Welcome to my weekly blog,  SATURDAY SESSIONS!
In this blog, for the perusal of all our students, past, present and future, I include an extract from our interactive presentation Course, Ireland and its Culture.
If you wish to ask me any question about the text, by the way, just send me an e-mail at greg@bluefeather.ie

IRISH LITERATURE IN ENGLISH

PART TWO

PRE- TWENTIETH CENTURY SELECTION

JONATHAN SWIFT (1667-1745):






This great writer was Dean of St Patrick’s Cathedral in Dublin and wrote some classical satires such as Gulliver’s Travels and A Modest Proposal.  In the latter, he suggested that the children of the poor Irish should be fattened to provide food for the rich English:

"I have been assured by a very knowing American of my acquaintance in London, that a young healthy child well nursed is, at a year old, a most delicious, nourishing, and wholesome food, whether stewed, roasted, baked, or boiled; and I make no doubt that it will equally serve in a fricassee or a ragout."

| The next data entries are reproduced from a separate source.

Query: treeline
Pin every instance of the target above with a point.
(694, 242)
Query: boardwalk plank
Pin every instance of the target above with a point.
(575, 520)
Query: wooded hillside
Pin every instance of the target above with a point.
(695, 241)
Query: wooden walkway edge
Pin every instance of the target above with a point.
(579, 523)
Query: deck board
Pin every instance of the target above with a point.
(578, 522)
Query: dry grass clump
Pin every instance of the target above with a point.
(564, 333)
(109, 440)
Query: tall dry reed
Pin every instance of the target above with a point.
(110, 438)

Gulliver’s Travels is often seen as a children’s book, particularly Gulliver's voyages to Lilliput -where all the inhabitants are thumb-sized - and Brobdingnag, the land of the giants.
The book is, in fact, a wonderfully written satire.

Swift himself reminded us what satire was:

'Satire is a sort of glass, wherein beholders do generally discover everybody's face but their own.'

Even though it was written in the 18th Century, it is still easy enough to read and like all the best books, it doesn't age and is still very funny!

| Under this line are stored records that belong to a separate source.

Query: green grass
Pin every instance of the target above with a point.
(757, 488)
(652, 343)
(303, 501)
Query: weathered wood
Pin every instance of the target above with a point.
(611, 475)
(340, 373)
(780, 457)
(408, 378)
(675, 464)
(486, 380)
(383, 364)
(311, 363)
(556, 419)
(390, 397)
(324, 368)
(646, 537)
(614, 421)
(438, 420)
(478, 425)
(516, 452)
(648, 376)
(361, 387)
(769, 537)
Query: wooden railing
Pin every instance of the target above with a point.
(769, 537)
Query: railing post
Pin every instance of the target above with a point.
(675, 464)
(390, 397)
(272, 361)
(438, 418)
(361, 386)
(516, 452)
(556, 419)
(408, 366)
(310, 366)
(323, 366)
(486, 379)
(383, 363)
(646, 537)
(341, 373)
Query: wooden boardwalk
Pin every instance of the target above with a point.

Here are some more quotes from Swift:

"Blessed is he who expects nothing, for he shall never be disappointed."

"Laws are like cobwebs, which may catch small flies, but let wasps and hornets break through."

"We have enough religion to make us hate, but not enough to make us love one another."

"The best doctors in the world are Doctor Diet, Doctor Quiet and Doctor Merryman."

"May you live all the days of your life!"